Decorridos 40 anos, eis que o álbum inédito ressurge (em parte) na caixa A mad João Donato, lançada pelo selo carioca Discobertas neste mês de março de 2018 com edições em CD de outros dois álbuns inéditos do artista e de também inédita coletânea de gravações raras.

Capa da caixa ‘A mad João Donato’ — Foto: Divulgação / Selo Discobertas

Intitulado Gozando a existência nessa primeira edição oficial, o disco – que tinha até nome alternativo, Prossiga – vem à tona na forma de álbum simples, gozando de plenas faculdades musicais a julgar pelas nove faixas recuperadas pelo pesquisador musical Marcelo Fróes desde que, em 2014, começou a investigar o acervo de Donato. Tanto que o som (tecnicamente) esmaecido é redimido pelo alto valor documental da edição.

Contrariando a natureza habitualmente autoral da discografia do artista, Gozando a existência é álbum de intérprete, apresentando somente uma única música assinada por Donato, a composição que dá nome ao disco. Gozando a existência, a música, aparece com o vocal de Alaíde Costa no único registro realmente experimental do repertório, de 11 minutos e 23 segundos (consta que a gravação integral contabilizava 26 minutos).

Contudo, mesmo sendo trabalho de caráter gregário por ter sido gravado com diversos músicos e cantores (não creditados na edição pela inexistência de ficha técnica), o disco tem a reconhecível assinatura de Donato, seja no balanço da bossa Praia (Helvius Vilela) – composição sem letra, de melodia conduzida pelos vocalizes de Donato – seja no suingue de Zra Zra (Fernando Leporace), tema instrumental que abre o disco.

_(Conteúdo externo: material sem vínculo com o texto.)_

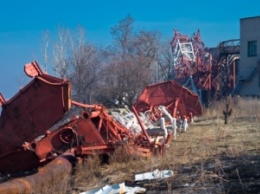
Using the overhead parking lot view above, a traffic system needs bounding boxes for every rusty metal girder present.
[134,81,202,118]
[0,62,159,175]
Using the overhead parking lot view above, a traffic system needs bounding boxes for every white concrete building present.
[236,16,260,97]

Em contrapartida, o canto empostado de José Amin (cunhado de Donato) em Acalanto para enganar Regina (Lysias Enio e Esdras Silva) se distancia da modernidade e da leveza que pautam a música de Donato desde a década de 1950.

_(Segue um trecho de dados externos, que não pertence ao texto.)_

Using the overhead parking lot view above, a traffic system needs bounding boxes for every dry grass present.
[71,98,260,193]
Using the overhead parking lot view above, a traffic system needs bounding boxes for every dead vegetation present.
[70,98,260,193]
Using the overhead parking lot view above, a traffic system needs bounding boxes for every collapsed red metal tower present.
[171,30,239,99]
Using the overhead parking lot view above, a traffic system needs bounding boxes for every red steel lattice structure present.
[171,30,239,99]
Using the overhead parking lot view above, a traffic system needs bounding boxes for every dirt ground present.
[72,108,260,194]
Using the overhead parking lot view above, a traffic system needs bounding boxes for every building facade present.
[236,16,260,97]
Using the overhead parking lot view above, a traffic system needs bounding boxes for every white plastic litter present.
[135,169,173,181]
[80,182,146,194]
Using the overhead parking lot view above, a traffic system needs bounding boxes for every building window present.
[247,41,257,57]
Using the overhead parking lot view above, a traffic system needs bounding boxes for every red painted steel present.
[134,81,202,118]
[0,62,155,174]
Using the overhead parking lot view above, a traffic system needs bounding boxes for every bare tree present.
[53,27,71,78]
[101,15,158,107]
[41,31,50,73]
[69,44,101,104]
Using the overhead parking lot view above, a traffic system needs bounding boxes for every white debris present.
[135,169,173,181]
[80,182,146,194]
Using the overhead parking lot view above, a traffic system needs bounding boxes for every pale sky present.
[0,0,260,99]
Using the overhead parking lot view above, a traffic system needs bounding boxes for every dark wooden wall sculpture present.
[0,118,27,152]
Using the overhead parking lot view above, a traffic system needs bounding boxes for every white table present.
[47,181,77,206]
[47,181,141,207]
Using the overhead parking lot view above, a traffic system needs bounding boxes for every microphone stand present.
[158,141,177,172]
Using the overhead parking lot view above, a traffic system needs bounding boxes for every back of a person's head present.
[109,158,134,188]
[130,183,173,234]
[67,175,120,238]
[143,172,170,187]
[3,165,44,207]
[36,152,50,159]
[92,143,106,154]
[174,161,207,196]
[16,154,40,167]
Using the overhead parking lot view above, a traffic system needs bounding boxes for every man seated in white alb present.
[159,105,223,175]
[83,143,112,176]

De qualquer forma, não há, a rigor, maluquices ao longo do disco. Há, sim, a liberdade musical que norteia a jam feita ao fim do registro inicialmente convencional do Canto da Lira, cujo solista vocal é ninguém menos do que Djavan, compositor da música que seria gravada por Wanderléa em 1978 no álbum Mais que a paixão e que somente seria registrada oficialmente pelo autor seis anos mais tarde no álbum Lilás (1984).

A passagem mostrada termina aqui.